Jamás había podido arrojarme desde esa altura, pero esta vez me atrevería. No permitiría que Riky siguiera haciéndome quedar en ridículo.
Llegué hasta a la plataforma. Un viento frío me hizo darme cuenta de cuán alto estaba. Respiré hondo. No miraría hacia abajo.
—¡Hola, papá! ¡Hola mamá! —grité—. Allá voy.
Avancé decidido, pero justo al llegar al borde, me paralicé. Mi hermano ya estaba detrás de mí.
—¡Sólo da un paso al frente y déjate caer! —me dijo—. ¡Anda, sé valiente!
Tuve ganas de propinarle un golpe, pero no podía moverme.
—¿Qué te pasa? —me animó—. No lo pienses.
Quise impulsarme. Mi cuerpo se bamboleó y él soltó una carcajada.
—¡Estás temblando! Quítate. Voy a demostrarte cómo se hace.
Lo detuve del brazo.
—Si eres tan bueno —murmuré—, aviéntate de cabeza, o de espaldas.
Comenzamos a forcejear justo en el borde de la plataforma. Él me lanzó una patada. Aunque era más ágil, yo era más grande. Hice un esfuerzo y lo empujé; entonces perdió el equilibrio, se asustó y quiso apoyarse en mí, pero en vez de ayudarlo, lo volví a empujar. Salió por los aires hacia un lado.
Me di cuenta demasiado tarde de que iba a caer, no en la alberca, sino afuera, ¡en el cemento! Llegaría al piso de espaldas y su nuca golpearía en el borde de concreto. Escuché los gritos de terror de mis papás.
Mi hermano cayó en el agua, rozando la banqueta. Me quedé con los ojos muy abiertos.
Salió de la fosa llorando. Estaba asustado. No era el único. Cuando bajé las escaleras, encontré a mi papá furioso.
—¿Pero qué hiciste? —me dijo—. ¡Estuviste a punto de matarlo!
—Él me provocó; se burló de mí…
—¡Cállate!
Papá levantó la mano como para darme una bofetada, pero se detuvo a tiempo. Jamás me había golpeado y, aunque estaba furioso, no quiso humillarme de esa forma.
En el camino a casas todos íbamos callados.
—Te has vuelto muy envidioso —me regañó papá—. Abusas de tu hermano porque eres mayor, pero tu envidia es como un veneno que está matando el amor entre ustedes.

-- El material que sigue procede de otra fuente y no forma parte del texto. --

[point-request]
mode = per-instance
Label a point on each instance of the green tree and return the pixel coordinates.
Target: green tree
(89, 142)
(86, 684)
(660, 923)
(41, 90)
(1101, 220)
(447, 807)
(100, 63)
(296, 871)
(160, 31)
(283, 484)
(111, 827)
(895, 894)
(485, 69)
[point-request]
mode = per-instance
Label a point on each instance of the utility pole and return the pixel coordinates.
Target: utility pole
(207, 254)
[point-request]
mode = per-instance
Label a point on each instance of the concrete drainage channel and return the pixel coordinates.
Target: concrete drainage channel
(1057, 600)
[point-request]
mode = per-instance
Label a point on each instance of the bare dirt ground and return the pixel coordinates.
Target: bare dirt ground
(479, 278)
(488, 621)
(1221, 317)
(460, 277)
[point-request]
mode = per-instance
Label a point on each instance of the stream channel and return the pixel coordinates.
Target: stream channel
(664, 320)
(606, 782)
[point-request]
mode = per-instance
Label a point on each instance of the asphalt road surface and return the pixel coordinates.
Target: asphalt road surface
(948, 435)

Cometiste una falta muy grave. ¡Estarás castigado todo el verano! Pintarás la casa completa. Tú solo. En la vida, si te comportas con amabilidad, obtendrás amigos; si, por el contrario, actúas con rencor te ganarás problemas y enemigos. Para cada cosa que hagas, hay una consecuencia. Cuando te sientas más cansado trabajando, quiero que le des gracias a Dios porque tu hermano está vivo.
Ese verano pinté la casa e hice el ejercicio mental que mi padre me encomendó: Imaginé de muchas formas a mi hermano muerto a causa de mi imprudencia; vi su cabeza rota por el impacto con el cemento, vi su funeral y el dolor de mi familia… Aprendí que todo acto tiene consecuencias y que mi hermano es el mayor tesoro de mi vida. Ahora somos los mejores amigos.